KIEV (Reuters) - A prominent Russian journalist and critic of President Vladimir Putin was shot dead in Ukraine where he had fled into exile following threats, police said on Tuesday.
Arkady Babchenko, 41, died of his wounds in an ambulance after his wife found him covered in his blood in their home, police said, adding they suspected the murder was due to Babchenko’s professional activities.
Babchenko, a former soldier in the Chechen war who became one of Russia’s best-known war correspondents, had left his homeland fearing for his life after criticizing Russian policy in Ukraine and Syria.
He had been denounced by pro-government politicians in Russia over comments on social media about the Russian bombing of Aleppo in Syria’s war, and over his characterization of Russia as an aggressor toward Ukraine.
“The first and the most probable version is his professional activity,” Kiev police chief Andriy Kryshchenko said at a televised press briefing when asked what police suspected lay behind the murder.
Babchenko’s wife is in a state of shock and police are unable to speak to her, he said. Ukrainian authorities released a drawing of the man they suspect is Babchenko’s assassin, around 40-45 years old, with a grey beard and wearing a cap.
Two years ago Pavel Sheremet, a Belarussian journalist known for his criticism of his home country’s leadership and his friendship with the slain Russian opposition leader Boris Nemtsov, was blown up in a car bomb in central Kiev.
“Putin’s regime takes aim at those who cannot be broken or intimidated,” Anton Gerashchenko, a Ukrainian lawmaker and adviser to the interior minister, wrote on Facebook.

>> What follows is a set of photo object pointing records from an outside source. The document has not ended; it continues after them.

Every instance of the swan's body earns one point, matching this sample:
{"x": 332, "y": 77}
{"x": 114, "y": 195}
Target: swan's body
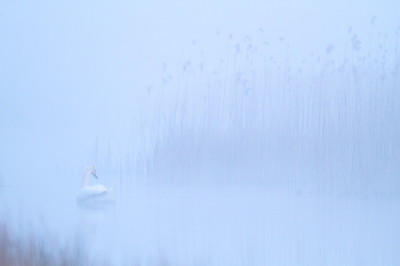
{"x": 96, "y": 194}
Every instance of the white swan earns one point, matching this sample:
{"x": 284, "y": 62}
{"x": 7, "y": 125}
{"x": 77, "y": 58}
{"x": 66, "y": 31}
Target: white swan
{"x": 96, "y": 194}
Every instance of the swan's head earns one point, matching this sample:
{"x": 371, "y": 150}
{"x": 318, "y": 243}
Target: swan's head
{"x": 90, "y": 169}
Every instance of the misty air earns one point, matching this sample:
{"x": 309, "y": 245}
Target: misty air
{"x": 200, "y": 133}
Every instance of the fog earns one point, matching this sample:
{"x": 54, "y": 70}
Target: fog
{"x": 239, "y": 133}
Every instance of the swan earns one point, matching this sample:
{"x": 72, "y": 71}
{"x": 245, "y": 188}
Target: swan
{"x": 96, "y": 194}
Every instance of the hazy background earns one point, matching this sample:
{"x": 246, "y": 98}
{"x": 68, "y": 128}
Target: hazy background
{"x": 240, "y": 133}
{"x": 74, "y": 71}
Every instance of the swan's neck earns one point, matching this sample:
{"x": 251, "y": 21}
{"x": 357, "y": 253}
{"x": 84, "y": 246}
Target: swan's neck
{"x": 85, "y": 180}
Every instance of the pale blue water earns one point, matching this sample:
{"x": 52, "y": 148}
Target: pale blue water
{"x": 151, "y": 225}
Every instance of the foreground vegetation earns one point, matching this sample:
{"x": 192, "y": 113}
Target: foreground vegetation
{"x": 32, "y": 249}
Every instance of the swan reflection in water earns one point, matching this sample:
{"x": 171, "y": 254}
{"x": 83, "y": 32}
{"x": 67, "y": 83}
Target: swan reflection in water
{"x": 96, "y": 205}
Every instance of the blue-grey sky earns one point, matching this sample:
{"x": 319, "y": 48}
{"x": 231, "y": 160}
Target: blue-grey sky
{"x": 70, "y": 70}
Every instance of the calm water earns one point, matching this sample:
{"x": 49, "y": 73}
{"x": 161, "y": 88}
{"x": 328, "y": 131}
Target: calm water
{"x": 211, "y": 225}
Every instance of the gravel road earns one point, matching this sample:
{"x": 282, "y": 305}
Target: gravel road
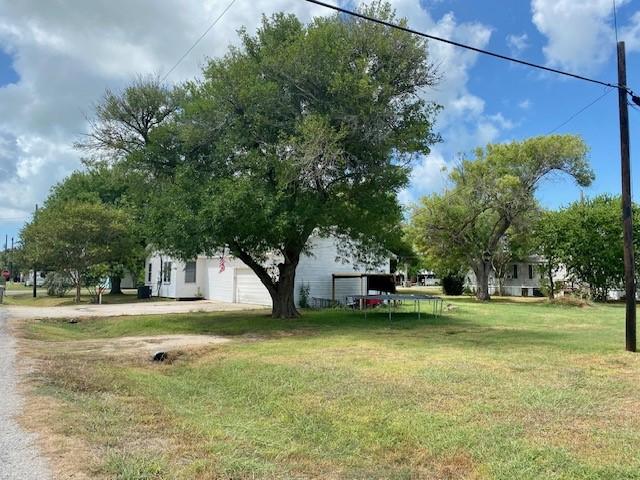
{"x": 19, "y": 457}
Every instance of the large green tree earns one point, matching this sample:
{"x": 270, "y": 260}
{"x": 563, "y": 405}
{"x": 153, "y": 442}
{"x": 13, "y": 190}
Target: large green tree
{"x": 301, "y": 128}
{"x": 117, "y": 187}
{"x": 489, "y": 195}
{"x": 73, "y": 237}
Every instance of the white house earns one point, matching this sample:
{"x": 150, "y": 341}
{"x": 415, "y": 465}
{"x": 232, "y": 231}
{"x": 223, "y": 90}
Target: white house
{"x": 523, "y": 279}
{"x": 326, "y": 275}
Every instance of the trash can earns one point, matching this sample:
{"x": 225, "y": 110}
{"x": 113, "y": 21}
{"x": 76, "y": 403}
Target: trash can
{"x": 144, "y": 292}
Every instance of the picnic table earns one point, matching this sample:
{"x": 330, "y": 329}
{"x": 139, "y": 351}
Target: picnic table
{"x": 365, "y": 301}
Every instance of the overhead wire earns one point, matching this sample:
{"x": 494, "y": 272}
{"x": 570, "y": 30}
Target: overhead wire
{"x": 204, "y": 34}
{"x": 586, "y": 107}
{"x": 467, "y": 47}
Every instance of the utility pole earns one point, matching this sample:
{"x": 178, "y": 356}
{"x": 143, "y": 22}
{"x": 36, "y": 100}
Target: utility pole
{"x": 35, "y": 269}
{"x": 627, "y": 220}
{"x": 11, "y": 262}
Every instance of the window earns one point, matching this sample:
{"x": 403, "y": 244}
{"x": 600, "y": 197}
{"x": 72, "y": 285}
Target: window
{"x": 190, "y": 272}
{"x": 166, "y": 272}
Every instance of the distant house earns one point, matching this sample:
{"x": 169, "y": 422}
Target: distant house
{"x": 327, "y": 276}
{"x": 524, "y": 279}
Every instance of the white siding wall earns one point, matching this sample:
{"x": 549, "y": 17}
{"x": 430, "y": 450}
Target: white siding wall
{"x": 314, "y": 270}
{"x": 221, "y": 285}
{"x": 177, "y": 287}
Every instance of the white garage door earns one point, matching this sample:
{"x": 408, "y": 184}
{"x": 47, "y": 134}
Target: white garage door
{"x": 249, "y": 288}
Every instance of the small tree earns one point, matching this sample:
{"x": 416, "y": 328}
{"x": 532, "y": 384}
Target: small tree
{"x": 587, "y": 237}
{"x": 71, "y": 237}
{"x": 549, "y": 241}
{"x": 490, "y": 194}
{"x": 57, "y": 284}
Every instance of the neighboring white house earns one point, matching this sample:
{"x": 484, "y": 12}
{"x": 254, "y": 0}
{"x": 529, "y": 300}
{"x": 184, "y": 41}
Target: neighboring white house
{"x": 228, "y": 279}
{"x": 523, "y": 279}
{"x": 40, "y": 277}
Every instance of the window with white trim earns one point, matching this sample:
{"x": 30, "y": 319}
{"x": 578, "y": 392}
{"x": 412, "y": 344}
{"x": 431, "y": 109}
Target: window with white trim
{"x": 166, "y": 272}
{"x": 190, "y": 272}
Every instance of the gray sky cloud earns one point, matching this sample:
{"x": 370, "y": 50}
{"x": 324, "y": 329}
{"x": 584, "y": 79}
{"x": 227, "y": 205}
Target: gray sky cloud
{"x": 67, "y": 53}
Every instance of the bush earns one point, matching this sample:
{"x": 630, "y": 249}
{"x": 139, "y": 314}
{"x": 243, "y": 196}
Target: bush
{"x": 57, "y": 284}
{"x": 453, "y": 285}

Babchenko’s house had run out of bread and he had gone to the shops to buy some, Gerashchenko said. He was gunned down on Tuesday by someone waiting for him in the stairwell at the entrance to his home. He was shot him in the back several times.
“Today in Kiev on the threshold of the apartment where he lived, famous Russian journalist Arkady Babchenko was shot and killed, a consistent opponent of the Putin regime and a friend of Ukraine.”
In a statement, the Russian foreign ministry said journalists were being killed with impunity in Ukraine.
“Bloody crimes and total impunity have become routine for the Kiev regime. We demand that the Ukrainian authorities make every effort to promptly investigate,” it said on Facebook.
The Investigative Committee of Russia said it had opened a criminal case into Babchenko’s death.
Babchenko took part in the war in Chechnya as a soldier. He then he became a war reporter for several Russian newspapers. On Feb. 27 last year, he wrote on Facebook that he had left Russia.
He reported on Russia sending private military contractors to Syria and the downing of Malaysia Airlines Flight MH-17 in July 2014 in eastern Ukraine, for which investigators last week held the Russian state responsible. Russian authorities again denied any connection with the plane’s downing over an area of Ukraine held by pro-Russian separatist forces.
In his last Facebook post before he was killed, Babchenko recalled an incident four years ago when he was meant to fly in a Ukrainian military helicopter in Ukraine’s embattled Donbass region. The helicopter was overloaded and he was not permitted to fly. It was shot down and 14 people on board were killed.
“And I was lucky. Second birthday, it turns out,” he wrote.